In 1952, he bought a small South Wales newspaper, more than doubling its circulation in three years. He soon established himself as an independent publisher specialising in niche markets. Titles included the Voice of Malta, Ashanti Pioneer, Pilot (Nigeria). He published Welsh Nationalist Gwynfor Evans’s Welsh Nation and the successful South Wales Voice. In 1966 he tried to outbid Roy Thomson in an unsuccessful attempt to buy The Times. For a short time he published Free Palestine, discovering later that it was funded by the PLO.

In 1970 he was approached by Christopher Mayhew MP, who had just received £50,000 from the Sheikh Zayed of the UAE to publish a new magazine Middle East International (MEI). Morris agreed to be the publisher and became a Board member with a 40% stake. After Mayhew vetoed an article by Morris he published it in one of his own newspapers, the South Wales Magazine. There followed a successful campaign partly orchestrated by the Jewish Chronicle to get advertisers to boycott his newspapers. His printing press in South ًWales was destroyed in an unsolved arson attack. Free Palestine withdrew its contract; a key member of his administrative staff resigned and his senior foreman had a stroke. Despite a £20,000 donation from the Kuwaiti Ambassador to restore the press the business never recovered and MEI moved to a different publisher with Morris eventually severing relations.
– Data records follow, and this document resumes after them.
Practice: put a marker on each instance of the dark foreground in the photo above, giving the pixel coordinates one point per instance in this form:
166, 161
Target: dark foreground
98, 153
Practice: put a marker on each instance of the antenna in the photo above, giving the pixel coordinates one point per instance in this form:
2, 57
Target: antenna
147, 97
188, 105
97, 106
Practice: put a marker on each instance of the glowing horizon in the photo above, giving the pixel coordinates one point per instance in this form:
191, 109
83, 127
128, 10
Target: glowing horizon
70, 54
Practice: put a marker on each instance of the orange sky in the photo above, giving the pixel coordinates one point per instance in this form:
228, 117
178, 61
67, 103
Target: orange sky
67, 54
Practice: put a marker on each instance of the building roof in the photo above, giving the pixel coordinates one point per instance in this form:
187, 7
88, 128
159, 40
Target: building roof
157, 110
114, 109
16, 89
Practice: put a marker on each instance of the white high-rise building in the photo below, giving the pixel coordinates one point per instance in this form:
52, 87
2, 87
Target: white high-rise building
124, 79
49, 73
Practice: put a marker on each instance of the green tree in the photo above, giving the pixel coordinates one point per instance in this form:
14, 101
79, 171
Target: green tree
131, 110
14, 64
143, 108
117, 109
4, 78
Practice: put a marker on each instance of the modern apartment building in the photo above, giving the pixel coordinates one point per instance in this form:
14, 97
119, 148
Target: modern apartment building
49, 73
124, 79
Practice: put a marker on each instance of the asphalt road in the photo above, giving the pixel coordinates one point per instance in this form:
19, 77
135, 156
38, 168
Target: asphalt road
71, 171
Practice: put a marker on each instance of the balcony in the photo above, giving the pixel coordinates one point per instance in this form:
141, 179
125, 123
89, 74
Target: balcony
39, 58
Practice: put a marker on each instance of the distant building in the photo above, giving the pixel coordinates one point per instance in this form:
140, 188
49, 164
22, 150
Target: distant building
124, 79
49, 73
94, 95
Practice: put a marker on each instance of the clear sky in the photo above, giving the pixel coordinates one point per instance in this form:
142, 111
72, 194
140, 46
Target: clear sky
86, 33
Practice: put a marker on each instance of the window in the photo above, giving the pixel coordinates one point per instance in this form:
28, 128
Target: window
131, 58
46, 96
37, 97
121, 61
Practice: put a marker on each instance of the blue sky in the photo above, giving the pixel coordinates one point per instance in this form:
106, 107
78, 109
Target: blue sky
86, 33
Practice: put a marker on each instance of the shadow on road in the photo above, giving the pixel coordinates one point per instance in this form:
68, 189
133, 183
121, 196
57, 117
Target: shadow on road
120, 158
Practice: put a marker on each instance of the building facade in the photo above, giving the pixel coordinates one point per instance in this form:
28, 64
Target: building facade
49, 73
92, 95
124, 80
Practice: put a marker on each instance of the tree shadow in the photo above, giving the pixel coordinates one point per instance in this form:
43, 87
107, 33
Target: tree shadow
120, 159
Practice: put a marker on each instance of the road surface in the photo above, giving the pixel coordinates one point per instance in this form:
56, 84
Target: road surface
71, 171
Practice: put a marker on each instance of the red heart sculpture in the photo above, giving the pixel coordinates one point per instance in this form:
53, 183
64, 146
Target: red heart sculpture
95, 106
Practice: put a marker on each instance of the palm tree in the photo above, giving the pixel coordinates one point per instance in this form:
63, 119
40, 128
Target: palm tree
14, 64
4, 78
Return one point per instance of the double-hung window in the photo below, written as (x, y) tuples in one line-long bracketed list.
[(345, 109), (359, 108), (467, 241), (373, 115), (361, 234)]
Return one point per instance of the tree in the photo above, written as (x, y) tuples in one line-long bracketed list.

In his autobiography Morris records that at this time he was approached by Jon Kimche, Middle East correspondent for the Evening Standard, suggesting a merger of MEI with Kimche’s New Middle East.

Morris founded another newspaper, Voice of the Arab World. He worked for the Libyan government with a weekly page in Al Fajr al Jadeed, producing a newsletter covering Libyan achievements as well as translating the Government ARNA output. He was also a contributor to the Emirate News and wrote a biography of Sheikh Zayed.

By the late 1980s, Morris had become convinced of the need to find a peaceful solution to the Arab-Israeli conflict, and in 1989 helped establish the Next Century Foundation

He wrote a two-volume autobiography -I Bought a Newspaper (1963) and The Last Inch: a Middle East Odyssey (1997).